With A.L.L.A., he now has a slew of songs that match his distinctive style. Take “Canal St.,” which appears early on the album and shows a masterful approach to minimalism: the melody is barely a couple notes; the drums drop out for long portions of the song; every element is visceral and carefully considered. “Changed the game and made ‘em say ‘oh,’” Rocky raps, but the “oh” arrives pitch-shifted, cleverly reminding listeners of his favorite studio effect instead of bludgeoning them over the head with it like he used to. There’s also a good, old-fashioned burst of hubris to help assert his own place in New York rap’s legacy: “F--- Biggie, I’m gorgeous / Your favorite rapper’s bodies couldn’t measure my importance.”
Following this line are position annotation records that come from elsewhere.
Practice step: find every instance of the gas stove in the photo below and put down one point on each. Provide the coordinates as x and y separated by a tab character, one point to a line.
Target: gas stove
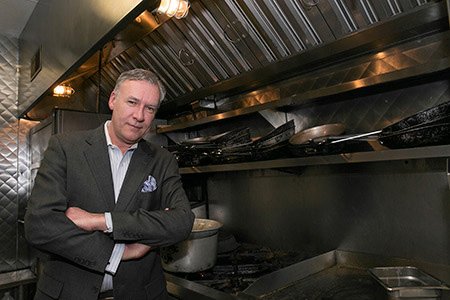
270	275
236	270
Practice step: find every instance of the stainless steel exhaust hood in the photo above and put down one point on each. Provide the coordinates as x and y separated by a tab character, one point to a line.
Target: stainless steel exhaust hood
230	47
61	35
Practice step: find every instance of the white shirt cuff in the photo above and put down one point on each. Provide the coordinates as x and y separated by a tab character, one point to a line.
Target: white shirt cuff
115	259
108	221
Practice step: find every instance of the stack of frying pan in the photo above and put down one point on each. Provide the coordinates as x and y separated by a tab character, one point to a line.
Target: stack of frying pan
425	128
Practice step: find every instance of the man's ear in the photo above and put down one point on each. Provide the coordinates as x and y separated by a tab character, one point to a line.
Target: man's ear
111	100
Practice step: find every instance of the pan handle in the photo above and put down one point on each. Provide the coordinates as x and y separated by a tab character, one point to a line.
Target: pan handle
448	171
356	136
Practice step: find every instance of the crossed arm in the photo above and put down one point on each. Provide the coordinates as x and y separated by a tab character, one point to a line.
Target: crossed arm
96	222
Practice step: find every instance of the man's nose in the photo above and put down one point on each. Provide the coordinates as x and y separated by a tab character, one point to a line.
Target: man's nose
139	114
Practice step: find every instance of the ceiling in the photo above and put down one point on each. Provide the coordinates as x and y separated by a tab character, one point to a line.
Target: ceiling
14	15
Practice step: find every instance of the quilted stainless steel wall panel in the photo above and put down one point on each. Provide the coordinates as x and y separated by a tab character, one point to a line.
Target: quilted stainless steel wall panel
13	161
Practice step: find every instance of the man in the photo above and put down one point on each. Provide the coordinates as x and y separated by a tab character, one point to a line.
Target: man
104	200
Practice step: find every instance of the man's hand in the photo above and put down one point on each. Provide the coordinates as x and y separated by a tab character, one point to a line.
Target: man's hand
86	220
135	251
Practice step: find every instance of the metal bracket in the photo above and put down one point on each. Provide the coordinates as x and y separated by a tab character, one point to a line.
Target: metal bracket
448	171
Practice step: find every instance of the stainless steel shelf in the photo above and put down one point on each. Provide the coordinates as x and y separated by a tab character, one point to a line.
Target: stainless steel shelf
356	157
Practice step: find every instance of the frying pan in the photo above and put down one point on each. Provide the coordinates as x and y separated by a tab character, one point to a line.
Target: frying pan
427	127
317	133
426	135
314	140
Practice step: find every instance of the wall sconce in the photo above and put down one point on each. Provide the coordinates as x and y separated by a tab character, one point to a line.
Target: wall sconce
174	8
63	91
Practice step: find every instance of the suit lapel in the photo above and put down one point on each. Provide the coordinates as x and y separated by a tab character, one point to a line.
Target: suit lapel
100	165
136	175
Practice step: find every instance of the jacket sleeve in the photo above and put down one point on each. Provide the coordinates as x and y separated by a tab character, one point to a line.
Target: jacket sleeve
159	227
46	226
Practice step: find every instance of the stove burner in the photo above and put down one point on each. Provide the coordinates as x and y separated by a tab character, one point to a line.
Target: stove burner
236	270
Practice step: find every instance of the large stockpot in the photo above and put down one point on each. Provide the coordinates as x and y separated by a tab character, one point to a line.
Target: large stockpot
195	254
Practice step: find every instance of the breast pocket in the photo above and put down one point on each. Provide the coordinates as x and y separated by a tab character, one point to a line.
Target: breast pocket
148	201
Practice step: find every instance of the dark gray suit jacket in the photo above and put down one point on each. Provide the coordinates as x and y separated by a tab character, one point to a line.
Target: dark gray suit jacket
75	171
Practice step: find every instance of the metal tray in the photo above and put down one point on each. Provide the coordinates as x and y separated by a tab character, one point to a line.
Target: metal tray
408	282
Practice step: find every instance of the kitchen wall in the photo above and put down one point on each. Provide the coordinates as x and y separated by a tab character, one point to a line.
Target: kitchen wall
394	208
14	172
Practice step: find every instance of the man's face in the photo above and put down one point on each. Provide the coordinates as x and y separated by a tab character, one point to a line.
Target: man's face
134	107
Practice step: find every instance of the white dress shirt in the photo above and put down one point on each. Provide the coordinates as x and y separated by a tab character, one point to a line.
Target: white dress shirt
119	166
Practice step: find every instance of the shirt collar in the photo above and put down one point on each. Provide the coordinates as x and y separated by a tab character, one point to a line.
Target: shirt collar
108	138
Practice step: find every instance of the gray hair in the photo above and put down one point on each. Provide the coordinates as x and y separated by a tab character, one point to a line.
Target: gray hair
144	75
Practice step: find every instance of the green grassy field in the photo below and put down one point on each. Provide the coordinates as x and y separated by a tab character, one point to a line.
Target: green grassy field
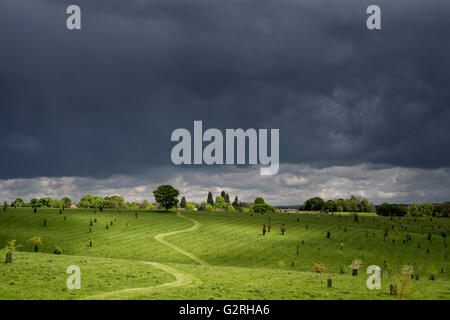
127	262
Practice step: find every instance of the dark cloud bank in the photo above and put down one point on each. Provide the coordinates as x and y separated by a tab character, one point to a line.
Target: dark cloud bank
351	104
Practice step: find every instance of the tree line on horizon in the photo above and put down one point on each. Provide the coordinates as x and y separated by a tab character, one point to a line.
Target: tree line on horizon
166	197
“Lord Pretty Flacko Jodye 2” is the sonic embodiment of those rapping bodies: the synth line that drives this song slices through the air with the menace of a horror movie soundtrack. Rocky circles this riff warily, like a boxer waiting for his opponent to drop his guard. Again, the percussion is artful: at the moment, rap is dominated by the quick flurries of hi-hats that trickled down from southern hip-hop, but the drums here hold back, picking their moments and building suspense.

The most daring track on A.L.L.A. is “Excuse Me.” Rocky tries to persuade you that it’s business as usual here -- “Flacko, where you been? I've been thuggin.'” Don’t be fooled. There’s a repeating, shimmery string sample that keeps building, as if the song is about to explode into post-Hudson-Mohawke soul rap, but it doesn’t. Instead, Rocky puts together a pop-rap ballad. “Ain’t got time to make excuses bro,” he sings convincingly on the chorus. “We steady makin’ moves.”

This time, though, no excuses are necessary.